Tópicos sobre inmigración (3)
3. Se dice que hay que acabar con los procesos extraordinarios de regularización, e incluso con los procesos personalizados de regularización por arraigo. ¿Qué consecuencias tienen estos procesos? ¿Qué pasaría si prescindiéramos totalmente de ellos?
Las regularizaciones extraordinarias de inmigrantes son herramientas políticas que los Estados utilizan de manera discrecional para reordenar los flujos migratorios, dentro de sus fronteras. El caso de España ha sido especialmente significativo respecto al resto de los países que tradicionalmente han sido receptores de inmigración en Europa debidoa la frecuencia con que se ha abierto este tipo de procesos en los últimos cinco años. Hay otra vía de regularización, gradual y personalizada, que obedece almismo fin: el arraigo. Hoy se ha convertido en la vía principal de regularización para los extranjeros que puedan demostrar un mínimo de 3 años de residencia continuada en España.
Ambas vías de regularización son acusadas, en numerosas ocasiones, de constituir “coladeros” que impiden un control razonable del proceso inmigratorioy se convierten en un estímulo a la inmigración ilegal. Y las fuerzas políticas con mayor respaldo prometen excluir su aplicación en el futuro. Se llega incluso a proponer la supresión de los mecanismos individuales de acceso al estatuto legal, como es el arraigo social.

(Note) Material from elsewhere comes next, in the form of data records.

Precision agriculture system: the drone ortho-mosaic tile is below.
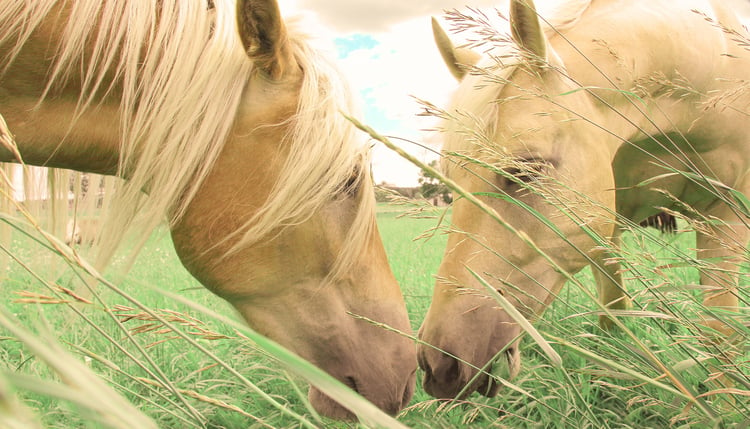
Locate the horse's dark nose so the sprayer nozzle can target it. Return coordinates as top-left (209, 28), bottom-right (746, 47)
top-left (418, 349), bottom-right (464, 399)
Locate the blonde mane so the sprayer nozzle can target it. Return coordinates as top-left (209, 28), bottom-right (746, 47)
top-left (0, 0), bottom-right (373, 274)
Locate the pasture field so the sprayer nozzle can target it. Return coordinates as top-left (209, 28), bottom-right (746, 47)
top-left (0, 201), bottom-right (750, 428)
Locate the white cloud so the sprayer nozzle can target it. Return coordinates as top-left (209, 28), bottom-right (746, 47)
top-left (297, 0), bottom-right (497, 33)
top-left (279, 0), bottom-right (750, 185)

Las consecuencias de estos procesos pueden analizarse desde dos perspectivas:una cuantitativa, y otra cualitativa:
a) Desde un punto de vista cuantitativo, es muy importante que miles de personas puedan acceder al mercado laboral en condiciones de legalidad y de visibilidad (se calcula que aproximadamente 800.000 trabajadores extranjeros se beneficiaron del último proceso de regularización). Esto vale tanto para la Administración como para el sector empresarial, que pueden contar así con mano de obra (en ocasiones cualificada o muy cualificada) para el desarrollo de tareas en sectores donde los trabajadores nacionales no son demandantes de empleo.
b) Por otra parte, y desde un punto de vista cualitativo, el acceso en condiciones de legalidad al mercado laboral permite generar contratos laborales ajustados a la normativa que protege al trabajador en España. Al mismo tiempo, dota de seguridad jurídica a la empresa y empresarios que contratan a estos trabajadores, generando un flujo de riqueza social, que tal y como apuntan las cifras, contribuye a la elevación del PIB español, y en consecuencia, al fomento de la riqueza social en todo el mercado europeo.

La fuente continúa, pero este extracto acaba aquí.